A rate cut wasn’t discussed this week but the Board looked at downside risks to growth and inflation. It was a consensus decision. The economy is “broadly” developing in line with the RBA’s outlook. As inflation pressures remain, it will wait for more information to see if it adds to its confidence that underlying inflation is moving sustainably towards the mid-point of the target band. With greater confidence, the Board can consider the timing of further easing.
- Governor Bullock noted that neither she nor the Board have made up their minds re the May meeting. If the updated staff forecasts and upcoming data, including Q1 CPI and two labour market prints, make it “more confident” that inflation is sustainably returning to the band then it will consider another rate cut. It remains more cautious than market pricing implies and the May projections will determine if that view persists.
- Bullock reminded us that Australia doesn’t have as much restrictiveness to remove as others.
- There were a lot of questions regarding US tariffs given the imminent announcement. Governor Bullock noted that Australia is unlikely to have a material direct impact given its small exposure to the US but how its main trading partners & supply chains are affected, notably China, and retaliatory measures are areas of concern. China’s focus on its 5% growth target and related stimulus should mean the effect on Australia is minimal, thus the Board has time to watch and wait.

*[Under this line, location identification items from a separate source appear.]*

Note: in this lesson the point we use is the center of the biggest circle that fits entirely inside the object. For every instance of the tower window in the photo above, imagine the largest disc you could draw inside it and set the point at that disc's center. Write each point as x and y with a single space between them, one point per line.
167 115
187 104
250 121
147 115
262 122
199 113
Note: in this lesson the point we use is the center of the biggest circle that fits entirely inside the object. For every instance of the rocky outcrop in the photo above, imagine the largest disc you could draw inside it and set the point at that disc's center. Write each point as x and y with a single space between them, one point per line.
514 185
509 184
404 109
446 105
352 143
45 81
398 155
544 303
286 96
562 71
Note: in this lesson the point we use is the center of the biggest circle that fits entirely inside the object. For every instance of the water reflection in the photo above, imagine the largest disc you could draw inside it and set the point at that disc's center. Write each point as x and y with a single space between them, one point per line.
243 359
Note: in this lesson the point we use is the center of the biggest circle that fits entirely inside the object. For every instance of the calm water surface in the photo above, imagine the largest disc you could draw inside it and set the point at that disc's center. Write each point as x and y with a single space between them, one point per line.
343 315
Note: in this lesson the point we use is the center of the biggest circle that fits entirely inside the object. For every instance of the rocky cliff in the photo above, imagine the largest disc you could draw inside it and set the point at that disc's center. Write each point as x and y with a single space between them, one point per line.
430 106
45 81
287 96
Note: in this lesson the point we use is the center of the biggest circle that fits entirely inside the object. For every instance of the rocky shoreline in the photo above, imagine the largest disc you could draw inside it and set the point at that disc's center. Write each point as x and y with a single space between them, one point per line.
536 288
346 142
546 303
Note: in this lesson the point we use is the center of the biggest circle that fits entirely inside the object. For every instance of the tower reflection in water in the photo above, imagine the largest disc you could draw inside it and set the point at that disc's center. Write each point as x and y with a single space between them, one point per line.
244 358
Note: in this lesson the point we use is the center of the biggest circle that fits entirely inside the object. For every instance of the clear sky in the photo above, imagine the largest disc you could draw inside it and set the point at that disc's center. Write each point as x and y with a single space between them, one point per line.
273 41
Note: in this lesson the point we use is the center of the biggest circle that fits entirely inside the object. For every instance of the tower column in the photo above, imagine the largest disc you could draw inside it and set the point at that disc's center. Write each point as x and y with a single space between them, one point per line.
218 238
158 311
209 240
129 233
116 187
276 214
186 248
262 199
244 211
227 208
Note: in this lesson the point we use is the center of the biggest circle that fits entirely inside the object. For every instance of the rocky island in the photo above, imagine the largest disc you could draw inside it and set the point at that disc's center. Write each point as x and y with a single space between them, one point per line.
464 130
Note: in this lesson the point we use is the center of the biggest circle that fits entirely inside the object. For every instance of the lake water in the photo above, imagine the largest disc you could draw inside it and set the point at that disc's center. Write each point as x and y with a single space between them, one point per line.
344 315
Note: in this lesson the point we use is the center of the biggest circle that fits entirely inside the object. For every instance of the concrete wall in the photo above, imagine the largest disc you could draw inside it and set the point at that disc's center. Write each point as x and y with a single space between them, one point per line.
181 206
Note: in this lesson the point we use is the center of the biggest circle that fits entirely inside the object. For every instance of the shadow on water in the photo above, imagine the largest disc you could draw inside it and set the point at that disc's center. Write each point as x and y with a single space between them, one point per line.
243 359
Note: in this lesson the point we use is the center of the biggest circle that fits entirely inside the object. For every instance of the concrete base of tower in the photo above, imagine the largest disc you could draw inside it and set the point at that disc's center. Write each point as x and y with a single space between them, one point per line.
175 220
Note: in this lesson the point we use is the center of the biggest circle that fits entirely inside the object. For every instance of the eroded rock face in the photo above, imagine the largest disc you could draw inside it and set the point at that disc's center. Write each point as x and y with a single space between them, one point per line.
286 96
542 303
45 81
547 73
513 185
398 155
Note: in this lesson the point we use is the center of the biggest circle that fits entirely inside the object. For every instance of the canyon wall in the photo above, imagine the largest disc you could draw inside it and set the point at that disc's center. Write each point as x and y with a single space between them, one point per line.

- The RBA is well positioned to react with rates and the currency will also provide a buffer, which usually happens with lower commodity prices and global growth. A prolonged trade war would reduce global activity which would be a problem for Australia.
- While the impact on inflation is unclear, the RBA will continue to focus on containing inflation as uncontrolled inflation drives higher unemployment.
- Central banks will be looking for a price level shift from tariffs that becomes ingrained in inflation.